La paradoja más notable de esta
economía política del sacrificio, sin embargo, no es el repudio de los extranjeros
en nombre de un gran Otro (el Mercado) sino la necesidad de extranjerizar a
los propios, esto es, de construir cada vez nuevos “otros” a los que
sacrificar (ya no bajo la forma de la expulsión sino de la pauperización). La
conversión de millones de ciudadanos españoles en ciudadanos de segunda mano –a
nivel político, económico y cultural- es el primer paso para la legitimación de
una política a medida de las clases dominantes. Esos conciudadanos convertidos
en extraños, son legión: jóvenes, mayores, discapacitados, dependientes,
desahuciados, desempleados… El patrón común que tienen es su específica pertenencia
de clase. Como sectores subalternos son objeto de una política que necesita
cosificarlos para abatirlos con la menor resistencia posible. Como víctimas
propiciatorias no alcanza con saquearlas y hacerlas partícipes forzosos del
sacrificio; además, se trata de estigmatizarlas, inculpándolas de no estar
sacrificándose lo suficiente, de no estar “esforzándose” todo lo necesario para
salir del pozo en el que supuestamente se han metido por negligencia, falta de
méritos o irresponsabilidad.
Lo “propio” enajenado es la
condición de sacrificabilidad. Ahora bien, ¿no se trata más bien de un pseudosacrificio
en tanto sólo se ofrenda a aquellos que nuestros amos han prejuzgado como no
valiosos (esto es, a los que considera «sobrantes estructurales»)? La
respuesta es afirmativa. De ahí el reproche perpetuo de esos poderes sin rostro
de los “mercados”: no has hecho los sacrificios suficientes. Nada señala,
pues, que esta espiral de ajustes infinitos a las clases populares y medias vaya
a detenerse.
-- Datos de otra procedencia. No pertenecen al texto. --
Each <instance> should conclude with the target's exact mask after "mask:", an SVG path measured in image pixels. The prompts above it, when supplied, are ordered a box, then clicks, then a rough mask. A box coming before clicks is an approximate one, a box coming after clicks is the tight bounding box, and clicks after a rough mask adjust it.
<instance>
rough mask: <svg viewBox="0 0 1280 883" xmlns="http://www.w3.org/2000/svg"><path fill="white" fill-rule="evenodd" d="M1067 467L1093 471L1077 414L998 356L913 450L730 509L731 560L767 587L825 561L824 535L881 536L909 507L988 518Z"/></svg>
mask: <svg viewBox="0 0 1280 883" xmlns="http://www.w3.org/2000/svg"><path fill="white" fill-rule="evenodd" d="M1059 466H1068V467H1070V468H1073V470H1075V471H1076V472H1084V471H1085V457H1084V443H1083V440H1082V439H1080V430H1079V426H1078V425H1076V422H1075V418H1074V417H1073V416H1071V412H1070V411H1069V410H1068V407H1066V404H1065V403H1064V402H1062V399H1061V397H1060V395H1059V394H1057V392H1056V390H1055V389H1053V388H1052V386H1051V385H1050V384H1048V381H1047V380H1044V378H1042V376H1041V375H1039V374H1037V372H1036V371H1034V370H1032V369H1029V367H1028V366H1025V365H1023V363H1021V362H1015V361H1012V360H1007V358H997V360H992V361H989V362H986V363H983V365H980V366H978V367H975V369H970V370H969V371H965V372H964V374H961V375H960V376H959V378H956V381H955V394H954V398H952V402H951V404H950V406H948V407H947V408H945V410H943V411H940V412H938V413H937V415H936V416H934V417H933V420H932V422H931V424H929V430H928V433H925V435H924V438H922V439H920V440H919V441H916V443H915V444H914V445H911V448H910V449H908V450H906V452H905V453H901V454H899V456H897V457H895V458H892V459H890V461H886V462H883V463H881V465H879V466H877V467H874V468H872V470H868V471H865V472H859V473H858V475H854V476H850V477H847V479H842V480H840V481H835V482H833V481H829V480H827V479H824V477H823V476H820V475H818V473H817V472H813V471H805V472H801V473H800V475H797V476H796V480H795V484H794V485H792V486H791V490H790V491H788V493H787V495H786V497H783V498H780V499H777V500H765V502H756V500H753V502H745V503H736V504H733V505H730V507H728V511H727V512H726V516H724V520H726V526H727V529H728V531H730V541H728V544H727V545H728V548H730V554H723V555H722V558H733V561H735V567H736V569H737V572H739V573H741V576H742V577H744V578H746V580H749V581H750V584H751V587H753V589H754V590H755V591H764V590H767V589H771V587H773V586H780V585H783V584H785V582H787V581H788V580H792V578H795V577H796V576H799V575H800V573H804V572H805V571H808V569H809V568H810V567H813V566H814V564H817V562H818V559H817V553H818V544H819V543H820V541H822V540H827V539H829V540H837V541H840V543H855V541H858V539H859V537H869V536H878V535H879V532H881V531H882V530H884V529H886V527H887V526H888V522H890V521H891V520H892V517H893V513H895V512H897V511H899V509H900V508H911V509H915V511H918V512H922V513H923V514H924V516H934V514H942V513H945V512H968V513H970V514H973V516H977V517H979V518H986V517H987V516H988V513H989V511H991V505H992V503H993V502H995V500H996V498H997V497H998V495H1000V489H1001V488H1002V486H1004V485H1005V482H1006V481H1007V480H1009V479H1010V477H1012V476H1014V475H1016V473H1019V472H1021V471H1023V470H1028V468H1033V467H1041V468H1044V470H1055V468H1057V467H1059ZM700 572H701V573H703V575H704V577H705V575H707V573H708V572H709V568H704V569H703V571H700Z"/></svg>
Cuando ya no alcancen quienes están tipificados como otros, esta
política necesitará construir nuevas categorías de marginados a los que
sacrificar. El genocidio al que tantos asisten como un espectáculo indiferente se
nutre de esta exigencia infinita: puesto que esos otros ya están condenados al
no-valor, es imperativo hacer nuevos sacrificios cada vez más costosos. El
compromiso de los mandatarios con esta tarea interminable, imposible de
satisfacer como no sea creando crecientes masas marginales, además de perversa,
puede resultar sorprendente: para salvar unas elites, los que gobiernan tienen
que convertir las propias poblaciones en objetos sacrificables. Y puesto que el
presupuesto fundamental de esta forma de sacrificio neoconservador es
que el sacrificado no coincida con el sujeto que sacrifica, todo hace
prever que en la lista de espera también habrá casillas para los “propios ciudadanos”
convertidos en extraños.
¿Qué límite se plantea internamente
esta política? ¿Hasta qué punto están dispuestos a llegar y cuánto les
permitiremos avanzar a nivel colectivo e individual en su ataque sin
precedentes? Y puesto que los demás son nuestro espejo y que no somos sino a
través de ellos, ¿qué suerte podría correr un sistema así, que declara una
guerra a muerte a los «otros» fabricados a medida de su ambición ilimitada?
¿qué insoportable imagen arroja ese espejo, como no sea la de una codicia
insaciable, esto es, la miseria infinita de esta subjetividad sacrificial que
encarna en los agentes del capitalismo? No basta decir, como algunos
ecologistas hacen, que “el dinero no se come”. Es cierto, pero no podemos
permitirnos esperar a que se den cuenten y recapaciten sobre la condición
constitutiva de los demás. Esperar a que estas elites mundiales se autolimiten
en términos éticos es completamente ilusorio. En primer lugar, porque dar por
sentado que no lo saben ya es algo totalmente dudoso. Pero sobre todo, porque
si alguna vez estuvieran dispuestos a recapacitar, sería demasiado tarde.